First things first, you need to learn the jargon. The recent implementation of the Sustainable Finance Disclosure Regulation (SFDR) in the EU has brought clarity to fund categorizations. It’s important to discern whether the investor is an Article 6, 8, or 9 fund; understand the difference and know what this means for you, as a founder.
Article 9 funds, like us, are exclusively focused on sustainable investments, with impact as an investment objective. They’re also called “dark green funds.” One level down, we have Article 8 funds, which aim to promote environmental and social characteristics without an exclusive commitment to sustainability. That’s a “light green fund.” Lastly, there’s Article 6, otherwise known as “gray funds.” They make no claims of impact or sustainability, though they might dedicate some aspect of their funds to sustainable investments.
In addition to regulating funds under SFDR, the EU has provided guidance on what economic activities they consider to be environmentally and socially sustainable, and especially impactful. This is what’s called the EU Taxonomy, a classification of business areas that warrants more capital, innovation, and attention, as these will truly move the needle for our planet and humanity.
Choosing between Articles 8 and 9
Most VCs operating today will fall into the Article 6 category, as generalists, so we’ll exclude them outright here. For climate tech founders, opting for specialist impact investors (Article 8 or 9 funds), it’s advisable to stay impact aligned.

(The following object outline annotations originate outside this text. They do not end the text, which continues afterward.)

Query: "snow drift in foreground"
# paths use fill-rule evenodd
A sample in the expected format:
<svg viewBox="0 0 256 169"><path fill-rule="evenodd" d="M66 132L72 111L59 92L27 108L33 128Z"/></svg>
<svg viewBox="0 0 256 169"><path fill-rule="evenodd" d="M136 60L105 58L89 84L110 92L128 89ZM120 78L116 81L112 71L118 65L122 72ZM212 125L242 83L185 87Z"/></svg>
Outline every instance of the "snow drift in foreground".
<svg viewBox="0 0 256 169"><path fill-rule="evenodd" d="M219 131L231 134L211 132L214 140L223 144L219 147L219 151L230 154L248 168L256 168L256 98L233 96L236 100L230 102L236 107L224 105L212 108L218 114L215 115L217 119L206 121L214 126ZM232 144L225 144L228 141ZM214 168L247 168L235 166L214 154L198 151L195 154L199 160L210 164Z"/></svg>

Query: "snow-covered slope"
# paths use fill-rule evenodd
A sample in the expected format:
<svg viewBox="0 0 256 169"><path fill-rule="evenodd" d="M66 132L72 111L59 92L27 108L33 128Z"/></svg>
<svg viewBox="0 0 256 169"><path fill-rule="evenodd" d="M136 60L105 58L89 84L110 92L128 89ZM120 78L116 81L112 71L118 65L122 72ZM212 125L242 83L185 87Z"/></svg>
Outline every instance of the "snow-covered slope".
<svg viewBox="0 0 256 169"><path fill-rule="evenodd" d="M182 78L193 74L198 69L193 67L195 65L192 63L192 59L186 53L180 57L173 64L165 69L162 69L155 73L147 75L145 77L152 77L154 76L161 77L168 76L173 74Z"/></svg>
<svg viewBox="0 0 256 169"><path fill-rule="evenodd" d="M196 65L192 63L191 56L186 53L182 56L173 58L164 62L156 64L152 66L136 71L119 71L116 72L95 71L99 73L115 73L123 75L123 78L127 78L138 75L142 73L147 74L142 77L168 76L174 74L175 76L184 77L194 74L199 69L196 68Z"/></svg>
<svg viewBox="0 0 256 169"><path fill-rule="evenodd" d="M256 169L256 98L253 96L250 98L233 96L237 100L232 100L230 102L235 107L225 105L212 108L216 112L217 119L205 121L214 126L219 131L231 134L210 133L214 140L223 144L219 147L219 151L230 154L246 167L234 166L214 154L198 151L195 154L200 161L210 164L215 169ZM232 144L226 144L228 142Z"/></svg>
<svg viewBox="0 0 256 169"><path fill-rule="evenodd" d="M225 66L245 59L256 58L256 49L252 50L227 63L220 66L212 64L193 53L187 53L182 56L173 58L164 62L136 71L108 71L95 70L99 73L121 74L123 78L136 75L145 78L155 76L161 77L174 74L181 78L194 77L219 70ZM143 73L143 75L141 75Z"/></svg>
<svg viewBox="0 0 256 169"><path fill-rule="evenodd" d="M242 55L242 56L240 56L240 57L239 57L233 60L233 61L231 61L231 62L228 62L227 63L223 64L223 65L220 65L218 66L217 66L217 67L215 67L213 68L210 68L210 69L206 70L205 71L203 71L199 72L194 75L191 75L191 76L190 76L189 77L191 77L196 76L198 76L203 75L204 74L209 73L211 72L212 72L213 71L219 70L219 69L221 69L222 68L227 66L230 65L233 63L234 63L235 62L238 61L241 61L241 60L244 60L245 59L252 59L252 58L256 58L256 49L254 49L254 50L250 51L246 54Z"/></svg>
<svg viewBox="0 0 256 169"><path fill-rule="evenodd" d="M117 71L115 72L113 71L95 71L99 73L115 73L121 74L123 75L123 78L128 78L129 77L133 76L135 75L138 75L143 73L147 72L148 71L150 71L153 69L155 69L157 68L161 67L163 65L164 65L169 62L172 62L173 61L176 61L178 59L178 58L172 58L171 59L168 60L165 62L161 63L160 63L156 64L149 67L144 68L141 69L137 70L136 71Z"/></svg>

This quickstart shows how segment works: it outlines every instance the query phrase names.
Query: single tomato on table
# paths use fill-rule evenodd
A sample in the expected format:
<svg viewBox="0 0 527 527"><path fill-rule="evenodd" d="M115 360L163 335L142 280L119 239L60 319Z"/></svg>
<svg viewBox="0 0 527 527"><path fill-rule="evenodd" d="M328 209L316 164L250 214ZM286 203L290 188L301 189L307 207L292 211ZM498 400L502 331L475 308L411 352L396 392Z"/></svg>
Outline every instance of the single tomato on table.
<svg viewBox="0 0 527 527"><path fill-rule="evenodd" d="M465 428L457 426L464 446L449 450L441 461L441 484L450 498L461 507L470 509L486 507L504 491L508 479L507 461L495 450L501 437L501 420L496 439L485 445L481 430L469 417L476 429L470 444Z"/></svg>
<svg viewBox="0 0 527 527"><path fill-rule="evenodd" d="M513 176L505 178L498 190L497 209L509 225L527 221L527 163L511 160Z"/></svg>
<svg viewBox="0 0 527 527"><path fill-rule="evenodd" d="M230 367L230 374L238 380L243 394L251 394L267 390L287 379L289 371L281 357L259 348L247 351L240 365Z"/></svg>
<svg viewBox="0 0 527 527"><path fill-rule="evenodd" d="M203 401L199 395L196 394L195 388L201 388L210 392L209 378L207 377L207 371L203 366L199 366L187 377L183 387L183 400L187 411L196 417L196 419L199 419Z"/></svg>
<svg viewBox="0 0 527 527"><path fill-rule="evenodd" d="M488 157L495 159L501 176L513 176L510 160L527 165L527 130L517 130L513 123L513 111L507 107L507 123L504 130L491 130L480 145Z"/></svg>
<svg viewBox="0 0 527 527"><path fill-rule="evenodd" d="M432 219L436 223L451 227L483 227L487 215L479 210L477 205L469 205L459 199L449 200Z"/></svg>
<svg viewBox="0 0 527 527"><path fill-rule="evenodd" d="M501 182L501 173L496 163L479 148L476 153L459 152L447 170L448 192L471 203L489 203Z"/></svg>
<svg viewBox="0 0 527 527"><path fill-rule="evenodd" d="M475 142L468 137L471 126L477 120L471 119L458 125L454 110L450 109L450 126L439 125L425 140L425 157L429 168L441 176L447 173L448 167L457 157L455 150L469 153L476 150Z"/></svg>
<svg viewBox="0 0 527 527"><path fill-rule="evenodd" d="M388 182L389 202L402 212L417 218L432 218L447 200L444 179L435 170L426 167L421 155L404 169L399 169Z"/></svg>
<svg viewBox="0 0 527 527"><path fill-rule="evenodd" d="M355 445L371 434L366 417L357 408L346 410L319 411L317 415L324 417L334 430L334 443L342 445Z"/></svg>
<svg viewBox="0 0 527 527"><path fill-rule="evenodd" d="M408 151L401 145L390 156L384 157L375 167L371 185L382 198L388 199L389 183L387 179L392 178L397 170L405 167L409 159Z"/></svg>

Currently, it’s around 50-50 in Europe for impact VCs complying with either Article 8 or 9.
When dealing with Article 8 funds, they will likely ask you to show that you align with several environmental or social criteria that they’ve defined as especially important, such as the Principal Adverse Impact (PAI) indicators, which assess negative sustainability impacts of investment decisions or advice. They’ll also show you how to identify and work to mitigate sustainability-related risks.
Article 9 funds do this and more, asking you to walk the talk. They’ll demand more tangible evidence of what environmental or social impact your company is having, and how you can measure this over time. They emphasize the need to avoid causing significant harm and to run the business responsibly, both with internal operations and throughout the value chain.
It sounds like hard work but opting for an Article 9 fund offers several advantages. In many ways, Article 9 funds are often perceived as the “real deal” in the market, providing an impact stamp of approval within the investment syndicate that builds brand credibility in your startup. As your company grows, this status should give you access to pools of more diverse capital that non-impact companies cannot obtain.
Which impact key performance indicators (KPIs) do you prioritize?
Given the nuance of SFDR regulation, it’s important for founders to challenge investors in defining what they call “impact” and how they measure it. This is not a perfect science and is especially challenging when measuring the potential impact of early-stage companies that might be both pre-product and customer.